Single-Run Case: Pickling Iter0 to Use All CPUs

There is a less obvious case for pickling: even if you only intend to solve once, pickling first can be faster than not pickling. The reason is parallelism allocation.

When you run generic_cylinders with cylinders, the available MPI ranks are split across the hub and the spokes. Iteration 0 of PH (the deterministic warm-start solve) only runs on the hub side; the spoke ranks are doing other work or are idle for the iter0 phase.

When you run a pickling job with --iter0-before-pickle, all the available MPI ranks are used for forming bundles and running iter0 solves — there are no cylinders during pickling. So if your machine has many cores and you have many bundles, the iter0 solves can be spread across every available rank rather than only the ranks allocated to the hub during a normal cylinder run.

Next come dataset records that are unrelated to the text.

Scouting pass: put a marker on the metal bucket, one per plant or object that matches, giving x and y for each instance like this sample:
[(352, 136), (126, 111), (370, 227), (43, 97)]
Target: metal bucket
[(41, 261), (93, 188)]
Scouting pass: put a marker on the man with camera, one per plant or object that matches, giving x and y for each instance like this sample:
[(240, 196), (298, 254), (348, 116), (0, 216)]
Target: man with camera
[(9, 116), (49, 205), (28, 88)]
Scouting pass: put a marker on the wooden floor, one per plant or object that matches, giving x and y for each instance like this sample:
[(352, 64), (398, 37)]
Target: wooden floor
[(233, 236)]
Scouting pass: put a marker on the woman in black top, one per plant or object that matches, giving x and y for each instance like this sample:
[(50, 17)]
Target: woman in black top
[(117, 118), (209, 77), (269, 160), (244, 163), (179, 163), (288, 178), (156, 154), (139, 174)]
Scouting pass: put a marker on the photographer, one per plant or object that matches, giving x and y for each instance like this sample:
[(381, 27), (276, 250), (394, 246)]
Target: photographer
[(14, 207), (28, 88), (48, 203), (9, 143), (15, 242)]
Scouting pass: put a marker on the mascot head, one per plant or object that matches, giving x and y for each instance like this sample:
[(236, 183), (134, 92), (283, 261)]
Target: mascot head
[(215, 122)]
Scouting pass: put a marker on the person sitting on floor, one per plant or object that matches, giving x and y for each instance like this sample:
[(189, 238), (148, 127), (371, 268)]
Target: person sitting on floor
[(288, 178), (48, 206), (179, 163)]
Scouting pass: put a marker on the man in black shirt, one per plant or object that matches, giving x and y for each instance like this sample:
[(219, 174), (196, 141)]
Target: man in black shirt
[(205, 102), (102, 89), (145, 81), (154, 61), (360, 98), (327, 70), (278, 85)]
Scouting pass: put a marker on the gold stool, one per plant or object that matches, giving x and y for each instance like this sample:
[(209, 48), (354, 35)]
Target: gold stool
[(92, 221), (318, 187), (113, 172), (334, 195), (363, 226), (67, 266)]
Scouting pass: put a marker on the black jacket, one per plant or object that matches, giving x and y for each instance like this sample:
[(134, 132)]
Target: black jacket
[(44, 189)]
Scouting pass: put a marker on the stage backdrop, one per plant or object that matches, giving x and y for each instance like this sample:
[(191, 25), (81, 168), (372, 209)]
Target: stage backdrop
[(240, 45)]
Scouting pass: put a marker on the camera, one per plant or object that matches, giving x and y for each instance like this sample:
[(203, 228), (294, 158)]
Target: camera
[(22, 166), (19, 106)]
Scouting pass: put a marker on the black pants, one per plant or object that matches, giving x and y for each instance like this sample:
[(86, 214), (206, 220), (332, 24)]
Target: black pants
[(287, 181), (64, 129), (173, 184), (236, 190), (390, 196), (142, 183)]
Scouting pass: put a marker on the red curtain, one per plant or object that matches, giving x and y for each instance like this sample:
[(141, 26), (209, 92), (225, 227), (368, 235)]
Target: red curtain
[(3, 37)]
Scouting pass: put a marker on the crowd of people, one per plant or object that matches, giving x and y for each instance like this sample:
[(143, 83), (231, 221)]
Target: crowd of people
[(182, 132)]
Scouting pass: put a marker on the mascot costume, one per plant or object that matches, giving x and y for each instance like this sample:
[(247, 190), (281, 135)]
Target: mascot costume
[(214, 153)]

The result: in some settings, the wall-clock cost of (pickle with --iter0-before-pickle) + (cylinder run that consumes the warm start) can be lower than the cost of a single direct cylinder run that has to do iter0 on a smaller hub allocation.

This is not universal — for small models or small node counts the overhead of the extra serialization round trip dominates. But on larger HPC allocations with many bundles, it is a real option worth measuring.